BMW Group's Cloud Efficiency Analytics (CLEA) team developed a serverless data transformation pipeline using Amazon Athena and dbt to optimize costs and increase efficiency.
Initially facing challenges with schema complexity and high query costs, the team adopted Athena, dbt, AWS Lambda, AWS Step Functions, and AWS Glue for enhanced development agility and processing efficiency.
The architecture includes around 400 dbt models, integrates seamlessly with GitHub Actions workflows for automation, and employs incremental loads for better performance and schema management.
The solution is organized into three stages—Source, Prepared, and Semantic—each serving a specific purpose in the data transformation process.
Dbt's SQL-centric approach, documentation capabilities, testing framework, and dependency graph have significantly improved the team's agility in modeling and deployment.
The use of Athena workgroups, QuickSight SPICE, and effective partitioning strategies have contributed to scalability and cost-efficiency in the data transformation pipeline.
The architecture has reduced operational overhead, enhanced processing efficiency, and provided significant cost savings through optimized query executions and materialization patterns.

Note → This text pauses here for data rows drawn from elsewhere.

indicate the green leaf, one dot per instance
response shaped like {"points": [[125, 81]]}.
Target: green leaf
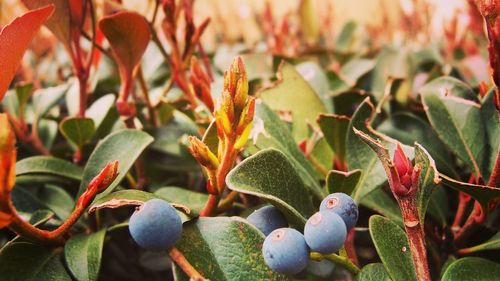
{"points": [[30, 262], [78, 131], [373, 272], [292, 93], [429, 178], [194, 200], [491, 121], [384, 204], [334, 128], [125, 146], [457, 121], [83, 254], [483, 194], [345, 182], [225, 248], [392, 247], [354, 69], [45, 99], [408, 129], [269, 175], [492, 244], [269, 131], [472, 269], [130, 197], [48, 165], [360, 156]]}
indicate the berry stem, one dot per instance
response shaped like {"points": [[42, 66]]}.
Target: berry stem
{"points": [[343, 261], [184, 264]]}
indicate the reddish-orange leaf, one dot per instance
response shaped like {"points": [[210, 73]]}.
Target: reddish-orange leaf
{"points": [[5, 219], [128, 34], [59, 22], [14, 40]]}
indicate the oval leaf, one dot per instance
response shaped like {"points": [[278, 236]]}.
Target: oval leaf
{"points": [[78, 131], [30, 262], [472, 269], [83, 255], [225, 248], [392, 247]]}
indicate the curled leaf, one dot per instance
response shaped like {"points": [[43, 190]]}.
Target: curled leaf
{"points": [[14, 40]]}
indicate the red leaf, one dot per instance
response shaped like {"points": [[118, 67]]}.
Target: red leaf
{"points": [[14, 40], [128, 34], [59, 22]]}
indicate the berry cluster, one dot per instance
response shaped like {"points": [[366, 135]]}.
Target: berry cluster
{"points": [[156, 225], [286, 250]]}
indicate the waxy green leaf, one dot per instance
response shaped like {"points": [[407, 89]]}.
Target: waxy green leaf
{"points": [[472, 269], [31, 262], [269, 175], [125, 146], [292, 93], [225, 248], [392, 247], [77, 130], [83, 255]]}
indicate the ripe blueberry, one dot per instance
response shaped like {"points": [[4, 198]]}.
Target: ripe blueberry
{"points": [[155, 226], [325, 232], [343, 205], [267, 219], [286, 251]]}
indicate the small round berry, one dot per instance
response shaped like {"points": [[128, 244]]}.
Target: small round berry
{"points": [[325, 232], [267, 219], [155, 225], [343, 205], [286, 251]]}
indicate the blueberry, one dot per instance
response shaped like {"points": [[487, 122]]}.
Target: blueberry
{"points": [[155, 226], [286, 251], [343, 205], [267, 219], [325, 232]]}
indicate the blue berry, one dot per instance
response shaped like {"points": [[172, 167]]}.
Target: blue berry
{"points": [[325, 232], [267, 219], [343, 205], [155, 226], [286, 251]]}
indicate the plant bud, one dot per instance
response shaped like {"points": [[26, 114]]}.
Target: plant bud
{"points": [[202, 154]]}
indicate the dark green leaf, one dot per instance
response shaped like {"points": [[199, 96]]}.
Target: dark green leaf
{"points": [[334, 128], [30, 262], [457, 121], [384, 204], [373, 272], [338, 181], [83, 255], [483, 194], [194, 200], [269, 131], [360, 156], [472, 269], [491, 121], [225, 248], [269, 175], [392, 247], [47, 165], [408, 129], [124, 146], [78, 131], [293, 93]]}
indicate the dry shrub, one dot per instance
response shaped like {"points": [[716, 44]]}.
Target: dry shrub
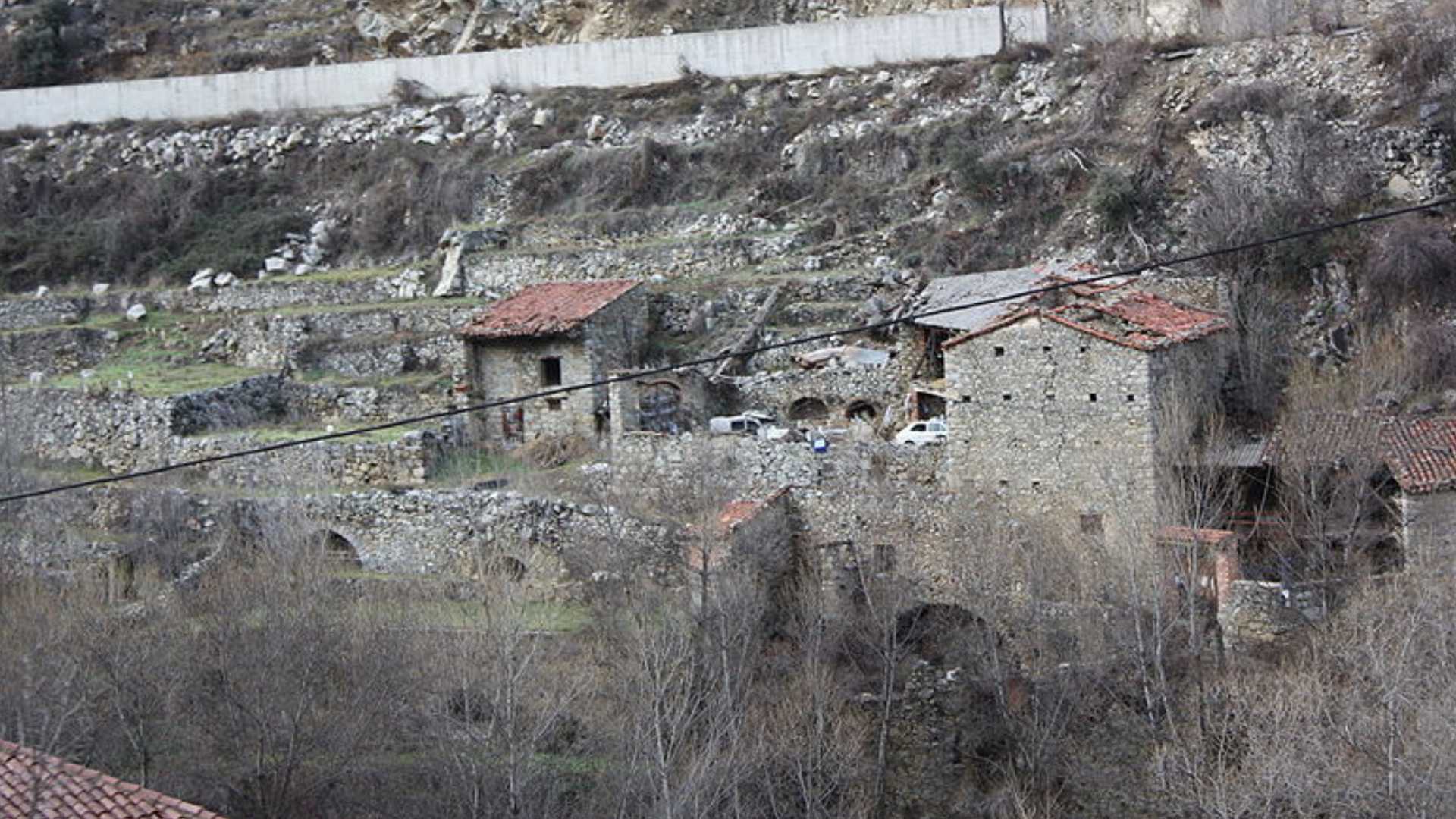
{"points": [[1413, 264], [555, 450], [1416, 44], [1228, 102]]}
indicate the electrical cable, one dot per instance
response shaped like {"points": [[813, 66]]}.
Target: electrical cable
{"points": [[715, 359]]}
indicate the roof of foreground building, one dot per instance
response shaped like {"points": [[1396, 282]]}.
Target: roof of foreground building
{"points": [[546, 309]]}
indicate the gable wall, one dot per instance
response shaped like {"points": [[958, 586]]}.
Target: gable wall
{"points": [[1025, 430]]}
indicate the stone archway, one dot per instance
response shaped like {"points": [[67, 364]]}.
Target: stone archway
{"points": [[503, 567], [943, 632], [808, 409], [337, 548]]}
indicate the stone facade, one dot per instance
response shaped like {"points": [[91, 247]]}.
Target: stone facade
{"points": [[582, 350], [1044, 416], [1427, 526]]}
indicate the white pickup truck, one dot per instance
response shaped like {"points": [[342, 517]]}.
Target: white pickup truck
{"points": [[924, 433]]}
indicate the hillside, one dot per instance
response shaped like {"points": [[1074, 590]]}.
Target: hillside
{"points": [[1184, 547]]}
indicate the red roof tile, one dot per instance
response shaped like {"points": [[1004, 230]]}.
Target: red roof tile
{"points": [[1421, 453], [546, 309], [38, 784]]}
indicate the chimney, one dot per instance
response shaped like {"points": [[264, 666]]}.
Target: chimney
{"points": [[1226, 569]]}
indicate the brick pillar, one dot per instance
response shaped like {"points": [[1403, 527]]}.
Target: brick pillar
{"points": [[1226, 569]]}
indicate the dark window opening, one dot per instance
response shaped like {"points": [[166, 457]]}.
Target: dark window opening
{"points": [[884, 557], [551, 372]]}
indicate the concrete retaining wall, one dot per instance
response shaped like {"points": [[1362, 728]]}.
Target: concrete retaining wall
{"points": [[740, 53]]}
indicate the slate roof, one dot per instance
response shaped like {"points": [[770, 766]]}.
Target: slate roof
{"points": [[546, 309], [34, 784], [1141, 321], [951, 290]]}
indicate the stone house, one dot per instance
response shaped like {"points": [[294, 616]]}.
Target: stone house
{"points": [[752, 539], [1060, 403], [552, 335]]}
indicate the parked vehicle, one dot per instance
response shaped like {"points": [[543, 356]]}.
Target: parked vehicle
{"points": [[924, 433], [756, 425]]}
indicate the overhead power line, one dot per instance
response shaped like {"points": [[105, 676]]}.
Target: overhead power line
{"points": [[715, 359]]}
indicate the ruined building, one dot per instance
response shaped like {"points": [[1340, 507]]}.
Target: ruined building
{"points": [[1062, 401], [552, 335]]}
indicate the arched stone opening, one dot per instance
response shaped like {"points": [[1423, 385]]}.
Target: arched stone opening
{"points": [[503, 567], [808, 409], [660, 406], [862, 411], [946, 632], [337, 548]]}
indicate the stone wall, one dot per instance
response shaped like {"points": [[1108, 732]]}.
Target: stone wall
{"points": [[1429, 528], [1047, 417], [610, 340], [53, 350], [375, 343], [124, 431], [500, 273]]}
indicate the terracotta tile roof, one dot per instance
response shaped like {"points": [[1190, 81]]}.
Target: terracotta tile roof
{"points": [[546, 309], [41, 786], [1421, 453]]}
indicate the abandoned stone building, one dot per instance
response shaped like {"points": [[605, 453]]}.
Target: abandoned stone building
{"points": [[1056, 401], [552, 335]]}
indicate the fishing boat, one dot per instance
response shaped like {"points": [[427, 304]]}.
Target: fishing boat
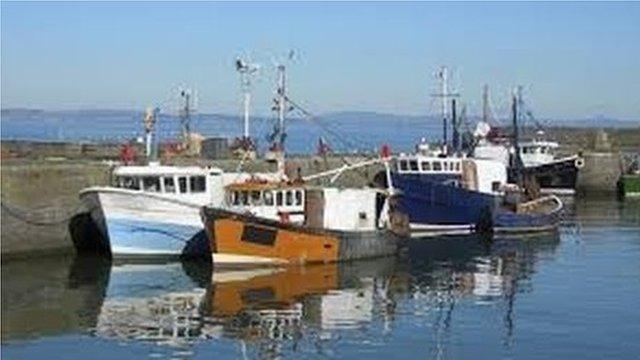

With Athena's serverless model and dbt's incremental processing, the team achieved rapid model development, streamlined deployment, and improved data processing accuracy.
The architecture is ideal for teams looking to prototype, test, and deploy data models efficiently while maintaining high data quality and reducing resource usage.
The adoption of dbt and Athena enables BMW Group to manage growing data volumes effectively, optimize resource allocation, and achieve cost savings through efficient data processing approaches.
This serverless architecture is recommended for teams aiming to accelerate data model deployment, enhance cost efficiency, and ensure accurate, high-quality data processing.